Researchers from the University of Chicago developed a new tool to “poison” AI models when AI companies include images in their datasets without consent.
Companies like OpenAI and Meta have faced criticism and lawsuits over their wholesale scraping of online content to train their models. For text-to-image generators like DALL-E or Midjourney to be effective, they need to be trained on large amounts of visual data.
A number of artists have complained that these image generators are now able to produce images in their style after scraping their art without consent.
The researchers created Nightshade, a tool that embeds invisible pixels into an image that subsequently renders the image ‘poisonous’ to AI models.
Generative AI relies on properly labeled data. If an AI model is trained on thousands of images of cats and the images are all labeled “cat” then it knows what a cat should look like when you ask it to generate a picture of one.
Nightshade embeds data in the image that corrupts the classification of the image. So an image of a castle poisoned by Nightshade would be classified as an old truck for example. The researchers found that using as few as 100 images targeting a single prompt was effective at corrupting a model.
Nightshade is bad news for AI image generators
A model affected by poisoned data could be made to think that images of cakes were hats, or toasters were handbags. Besides corrupting the specific word targeted by Nightshade, the corruption also infects broader concepts. So corrupting the “dog” label would extend the corruption to terms like “puppy” as well.
If enough artists begin using Nightshade it could make companies a lot more careful about getting consent before grabbing images.
The research team will incorporate Nightshade in the Glaze tool they also developed. Glaze mislabels the style of an image. For example, an artist that wants to protect the style of their work can use Glaze to label it as “impressionist” when it’s actually “pop art”.
The fact that tools like Nightshade work so effectively highlights a vulnerability in text-to-image generators that could be exploited by malicious actors.
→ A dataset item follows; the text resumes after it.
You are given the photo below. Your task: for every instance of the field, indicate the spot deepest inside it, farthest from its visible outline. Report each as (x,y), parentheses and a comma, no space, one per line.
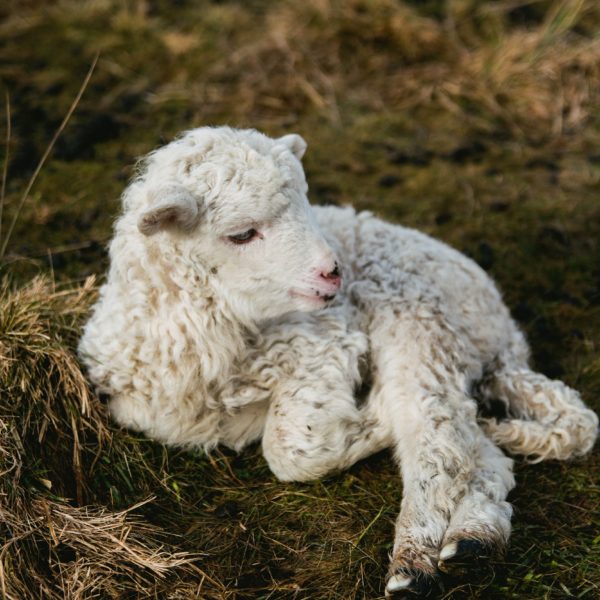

Companies like OpenAI and Stability AI say that they will respect the ‘do not scrape’ opt-outs that websites can add to their robots.txt files. If the images poisoned by Nightshade aren’t scraped then the models remain unaffected.
However malicious actors could poison a large amount of images and make them available for scraping with the intention of damaging AI models. The only way to get around that is with better labeling detectors or human review.
Nightshade will make artists feel a little more secure about putting their content online but could cause serious problems for AI image generators.